The first time a judge sent Marquise-Unique Travon Flynn to juvenile detention he was in fifth grade. He had one goal: not to cry in front of the other kids in the courtroom.
“So when I sat there I didn’t cry,” Marquise recalled.
But his mother Gail Morehouse did.
“I couldn’t believe it,” she said. “He hadn’t broken any laws. I just didn’t get it.”
Marquise was locked up not for a juvenile offense, but because he was a truant who wasn’t following a judge’s orders.
Washington state leads the nation in locking up youth for skipping school and other non-criminal behavior. And one county leads all the rest -- Grays Harbor on Washington’s coast.
Chronic migraines … and chronic absences
On a recent breezy afternoon, Marquise returned to Robert Gray Elementary School in Aberdeen.
“This is where it all started,” he said.
The school was locked, but Marquise pointed through the front window.
“That’s the office right there and there’s a little cubby,” he said. “I used to sit in that cubby all the time, just getting in trouble.”
Marquise said he would get kicked out of class for doing things like beatboxing.
“I used to do that a lot, all the time,” he said.
But there was something else going on too. Marquise was missing a lot of school. The Aberdeen School District said Marquise was absent 69 days in third grade and 54 days in fourth grade.
He blamed chronic migraines. “That’s like staying at home puking,” he said.
“A lot had to do with the headaches,” his mother said. “And sometimes we couldn’t get a doctor’s note.”
At the end of his fourth-grade year, the school district filed a truancy petition against Marquise in juvenile court.
Gail said, “I got the notice in the mail.”
Seven days in lock-up
Suddenly, Marquise’s attendance and his behavior in school were a matter for the courts. As Marquise began fifth grade, he and his mother had to appear regularly before a judge. At first things went OK, but then Marquise hit a patch of trouble. He was accused of three instances of disruptive and disrespectful behavior at school. He also failed to complete a court-ordered good manners assignment.
That’s when Marquise did his first stint in juvenile detention. He spent seven days locked up. He was 11 years old.

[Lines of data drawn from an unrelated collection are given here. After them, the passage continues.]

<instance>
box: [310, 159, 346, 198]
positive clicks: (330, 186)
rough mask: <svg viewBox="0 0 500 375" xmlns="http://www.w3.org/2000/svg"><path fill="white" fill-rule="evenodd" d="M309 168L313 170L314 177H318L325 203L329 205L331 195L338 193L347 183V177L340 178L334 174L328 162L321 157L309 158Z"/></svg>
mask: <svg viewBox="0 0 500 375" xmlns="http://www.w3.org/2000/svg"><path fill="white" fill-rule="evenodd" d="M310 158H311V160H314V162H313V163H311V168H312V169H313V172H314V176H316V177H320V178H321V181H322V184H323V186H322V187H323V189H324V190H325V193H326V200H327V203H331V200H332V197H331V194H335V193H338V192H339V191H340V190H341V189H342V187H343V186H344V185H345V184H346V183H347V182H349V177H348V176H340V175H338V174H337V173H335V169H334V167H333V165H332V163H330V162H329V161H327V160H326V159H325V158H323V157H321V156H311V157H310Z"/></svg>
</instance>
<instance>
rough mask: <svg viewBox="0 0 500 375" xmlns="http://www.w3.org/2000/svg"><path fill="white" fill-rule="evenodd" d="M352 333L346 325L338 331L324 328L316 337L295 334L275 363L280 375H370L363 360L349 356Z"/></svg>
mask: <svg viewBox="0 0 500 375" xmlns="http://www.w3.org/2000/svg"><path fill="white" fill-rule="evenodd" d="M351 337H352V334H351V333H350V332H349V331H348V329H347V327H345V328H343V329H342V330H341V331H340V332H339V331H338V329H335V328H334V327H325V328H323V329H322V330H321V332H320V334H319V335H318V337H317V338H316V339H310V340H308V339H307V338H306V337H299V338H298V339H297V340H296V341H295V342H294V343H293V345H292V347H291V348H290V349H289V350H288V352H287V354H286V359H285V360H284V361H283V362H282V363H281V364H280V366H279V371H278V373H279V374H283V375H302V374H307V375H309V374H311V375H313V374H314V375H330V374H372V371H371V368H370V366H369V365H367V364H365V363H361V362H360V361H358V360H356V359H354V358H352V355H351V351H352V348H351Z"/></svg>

The judge who put him there: David Edwards of Grays Harbor County Superior Court.
“I think Marquise, when he was 11 years old, was extremely defiant and his mother was making excuses for him all the time,” Edwards said.
Marquise’s mom said her son could be difficult, but being locked up for bad behavior?
“The punishment was something that grownups would never get,” she said.
Judge Edwards though believed detention can help a kid like Marquise learn that they are responsible for their own behavior.
“Sometimes that lesson can only be learned through an unpleasant consequence and kids consider our detention facility an unpleasant consequence,” he said.
Case closed?
After his release, Marquise did stay out of trouble. But soon he was missing school again. The school district would file two more truancy petitions in court.
Over a two-and-a-half year period, Marquise would be sent to juvenile detention seven more times: for skipping school, disrespectful behavior and, later, for testing positive for marijuana.
Between fifth grade and ninth grades he would spend a total of 42 days locked up. His mom calls it a “travesty of justice.” She believes all those days locked way institutionalized her son.
“The attitude that ‘I’m here, nothing I can do about it, all I can do is my time, I’ll be glad to get out, but no big deal,’” she said.
“Current circumstances don’t support that opinion,” Judge Edwards countered.
He recently closed Marquise’s third truancy case.
“I think that what happened in truancy court was an essential factor in his ultimately becoming successful,” Judge Edwards said.
Today, Marquise is in tenth grade. He’s attending an alternative high school and has dreams of playing college football.